Greater Manchester's election battlegrounds
There are 10 council elections on Thursday across Greater Manchester, with seats up for grabs in two cities and eight towns across the conurbation.
In each election, one-third of the seats will be contested while in Salford, voters will also be asked to elect a city mayor.
Labour traditionally dominates Greater Manchester, and currently controls eight of the 10 councils with elections this year.
In Manchester, all 96 councillors are Labour and in Tameside, Wigan and Salford, they have near enough all of them too.
The Corbyn effect
Their other councils look pretty secure as well but it will be interesting to see how much the party's grip strengthens under Jeremy Corbyn's leadership.

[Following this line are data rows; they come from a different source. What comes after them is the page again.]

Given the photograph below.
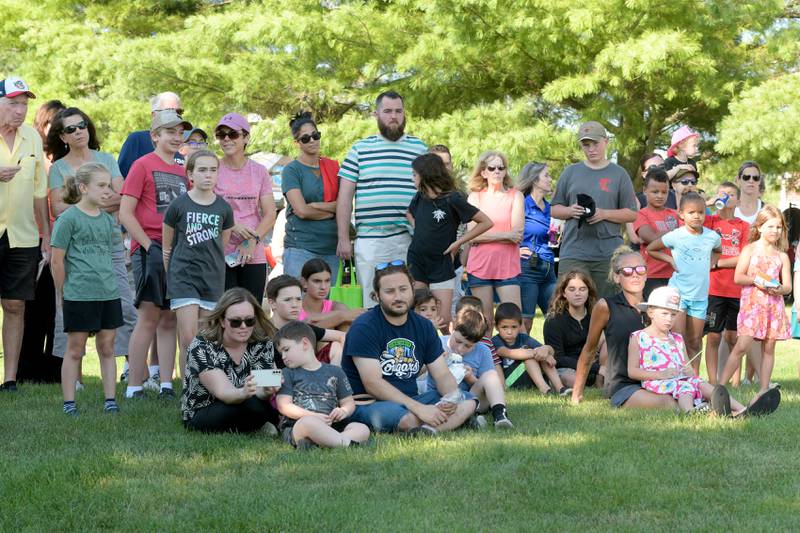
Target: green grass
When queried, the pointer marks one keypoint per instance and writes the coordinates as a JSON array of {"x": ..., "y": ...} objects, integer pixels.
[{"x": 564, "y": 467}]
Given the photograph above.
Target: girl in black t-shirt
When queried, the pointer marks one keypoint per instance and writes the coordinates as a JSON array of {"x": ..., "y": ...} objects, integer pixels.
[{"x": 436, "y": 212}]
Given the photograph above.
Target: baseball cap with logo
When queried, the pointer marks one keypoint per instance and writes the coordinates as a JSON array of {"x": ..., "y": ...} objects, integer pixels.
[
  {"x": 11, "y": 87},
  {"x": 593, "y": 131},
  {"x": 168, "y": 118}
]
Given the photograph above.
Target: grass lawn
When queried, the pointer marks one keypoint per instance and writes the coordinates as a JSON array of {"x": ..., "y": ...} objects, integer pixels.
[{"x": 563, "y": 468}]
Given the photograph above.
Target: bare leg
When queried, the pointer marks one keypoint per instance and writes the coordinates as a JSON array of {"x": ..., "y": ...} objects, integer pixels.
[
  {"x": 13, "y": 328},
  {"x": 104, "y": 342},
  {"x": 76, "y": 344}
]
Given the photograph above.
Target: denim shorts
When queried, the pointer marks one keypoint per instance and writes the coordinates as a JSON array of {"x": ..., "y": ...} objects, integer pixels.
[
  {"x": 385, "y": 416},
  {"x": 475, "y": 281},
  {"x": 695, "y": 308},
  {"x": 537, "y": 283}
]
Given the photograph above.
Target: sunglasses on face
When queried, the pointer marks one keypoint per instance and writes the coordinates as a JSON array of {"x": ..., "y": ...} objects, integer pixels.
[
  {"x": 237, "y": 322},
  {"x": 69, "y": 130},
  {"x": 384, "y": 266},
  {"x": 230, "y": 134},
  {"x": 640, "y": 270},
  {"x": 308, "y": 137}
]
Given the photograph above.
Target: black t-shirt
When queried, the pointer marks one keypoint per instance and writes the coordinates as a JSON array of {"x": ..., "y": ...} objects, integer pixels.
[
  {"x": 197, "y": 263},
  {"x": 436, "y": 223}
]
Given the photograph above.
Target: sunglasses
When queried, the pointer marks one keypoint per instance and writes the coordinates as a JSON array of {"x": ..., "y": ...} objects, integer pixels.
[
  {"x": 307, "y": 138},
  {"x": 640, "y": 270},
  {"x": 82, "y": 125},
  {"x": 384, "y": 266},
  {"x": 237, "y": 322},
  {"x": 231, "y": 134}
]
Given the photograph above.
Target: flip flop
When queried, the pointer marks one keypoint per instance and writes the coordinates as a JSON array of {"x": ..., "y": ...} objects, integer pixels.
[
  {"x": 765, "y": 404},
  {"x": 720, "y": 401}
]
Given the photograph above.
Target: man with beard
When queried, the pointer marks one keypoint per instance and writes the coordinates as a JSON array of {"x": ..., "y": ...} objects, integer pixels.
[
  {"x": 23, "y": 215},
  {"x": 377, "y": 171},
  {"x": 384, "y": 351}
]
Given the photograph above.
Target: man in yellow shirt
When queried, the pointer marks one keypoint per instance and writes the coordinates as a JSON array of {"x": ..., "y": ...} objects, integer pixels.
[{"x": 23, "y": 217}]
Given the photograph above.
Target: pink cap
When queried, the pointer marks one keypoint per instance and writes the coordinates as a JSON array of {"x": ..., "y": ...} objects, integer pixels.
[
  {"x": 234, "y": 121},
  {"x": 680, "y": 135}
]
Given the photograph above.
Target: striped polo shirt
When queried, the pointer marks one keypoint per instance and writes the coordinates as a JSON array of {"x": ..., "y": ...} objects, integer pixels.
[{"x": 381, "y": 170}]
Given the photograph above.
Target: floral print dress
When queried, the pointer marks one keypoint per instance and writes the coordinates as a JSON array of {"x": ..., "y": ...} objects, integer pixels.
[{"x": 662, "y": 354}]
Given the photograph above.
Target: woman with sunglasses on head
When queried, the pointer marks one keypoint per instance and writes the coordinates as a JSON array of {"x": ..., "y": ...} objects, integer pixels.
[
  {"x": 247, "y": 187},
  {"x": 751, "y": 185},
  {"x": 219, "y": 389},
  {"x": 71, "y": 142},
  {"x": 493, "y": 263},
  {"x": 310, "y": 184}
]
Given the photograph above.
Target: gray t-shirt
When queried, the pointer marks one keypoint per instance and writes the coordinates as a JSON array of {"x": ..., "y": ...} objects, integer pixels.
[
  {"x": 197, "y": 263},
  {"x": 316, "y": 236},
  {"x": 611, "y": 188},
  {"x": 319, "y": 390}
]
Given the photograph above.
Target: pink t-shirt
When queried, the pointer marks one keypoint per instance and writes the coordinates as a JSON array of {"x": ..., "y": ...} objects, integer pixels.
[
  {"x": 243, "y": 189},
  {"x": 495, "y": 260},
  {"x": 154, "y": 184}
]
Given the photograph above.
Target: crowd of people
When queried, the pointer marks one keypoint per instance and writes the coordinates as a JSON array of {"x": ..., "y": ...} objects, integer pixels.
[{"x": 627, "y": 284}]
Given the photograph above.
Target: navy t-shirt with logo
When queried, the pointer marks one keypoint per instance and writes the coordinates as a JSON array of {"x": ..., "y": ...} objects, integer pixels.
[{"x": 400, "y": 350}]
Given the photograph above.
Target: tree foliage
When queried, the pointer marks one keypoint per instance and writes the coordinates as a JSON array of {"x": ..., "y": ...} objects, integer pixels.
[{"x": 514, "y": 75}]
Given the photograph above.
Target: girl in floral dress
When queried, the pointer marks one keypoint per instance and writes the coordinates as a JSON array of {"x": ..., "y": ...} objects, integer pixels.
[
  {"x": 764, "y": 270},
  {"x": 657, "y": 355}
]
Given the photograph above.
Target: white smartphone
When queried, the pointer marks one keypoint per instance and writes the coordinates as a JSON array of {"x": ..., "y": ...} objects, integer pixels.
[{"x": 270, "y": 377}]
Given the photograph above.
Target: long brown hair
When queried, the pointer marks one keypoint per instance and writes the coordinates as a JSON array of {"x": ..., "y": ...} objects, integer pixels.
[
  {"x": 559, "y": 304},
  {"x": 212, "y": 326}
]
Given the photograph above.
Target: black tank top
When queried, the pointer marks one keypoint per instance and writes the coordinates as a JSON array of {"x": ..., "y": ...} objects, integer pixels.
[{"x": 623, "y": 319}]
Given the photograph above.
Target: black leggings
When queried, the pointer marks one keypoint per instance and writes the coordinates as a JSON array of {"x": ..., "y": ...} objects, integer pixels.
[
  {"x": 250, "y": 277},
  {"x": 219, "y": 417}
]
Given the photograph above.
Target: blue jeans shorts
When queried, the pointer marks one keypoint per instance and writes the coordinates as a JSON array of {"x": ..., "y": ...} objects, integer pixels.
[{"x": 385, "y": 416}]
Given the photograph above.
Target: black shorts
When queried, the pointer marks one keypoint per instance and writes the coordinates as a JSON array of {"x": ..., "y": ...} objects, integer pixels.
[
  {"x": 721, "y": 315},
  {"x": 150, "y": 277},
  {"x": 92, "y": 317},
  {"x": 18, "y": 268}
]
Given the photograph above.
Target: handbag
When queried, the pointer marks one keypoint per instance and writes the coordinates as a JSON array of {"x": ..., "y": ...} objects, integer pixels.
[{"x": 348, "y": 294}]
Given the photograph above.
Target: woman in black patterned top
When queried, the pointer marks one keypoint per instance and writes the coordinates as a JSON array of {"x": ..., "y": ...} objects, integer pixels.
[{"x": 219, "y": 392}]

It will be a challenge to make significant further gains because, four years ago when these particular council seats were last up for grabs, Labour did well.
It is fair to say 2012 was a bad year for the Conservatives following the the "pasty tax" Budget, while the Lib Dems were suffering as a result of being in coalition with the Tories.
One true splash of blue on the electoral map, however, is Trafford and the Tories are keen to tighten their hold.
The Conservatives are also intent on making inroads at the other end of the Metrolink line. Bury is currently run by Labour, and the Conservatives are pinning their hopes on voters there not thinking much of Mr Corbyn's leadership.
Labour have been campaigning hard in both Trafford and Bury, and the outcomes will be fascinating.
Stockport will be interesting too because while the Liberal Democrats are in charge they do not enjoy overall control.
At the moment they're the biggest party over Labour by just five councillors so there is the potential for a change of control.
The Lib Dems are also targeting gains in Rochdale, where they ran the council until only a few years ago. They are hoping to benefit from the recent controversies surrounding local Labour MP Simon Danczuk.
Elsewhere, UK Independence Party campaigners in Wigan are talking up their chances and hoping to get a bounce from the EU referendum.
It appears Bolton and Oldham, where they already have councillors, are the places where they're most likely to make gains, though.
After years of growing their support base in Manchester, the Greens are believing this could be their time to bring an end to Labour's total dominance.
Come Friday, Salford will also have a new city mayor as Labour incumbent Ian Stewart steps down.
Labour took more than half the vote four years ago, and its candidate Paul Dennett will hope to take on the role come 6 May. He is up against Robin Garrido for the Conservatives, UKIP's Owen Hammond and Wendy Olsen for the Greens.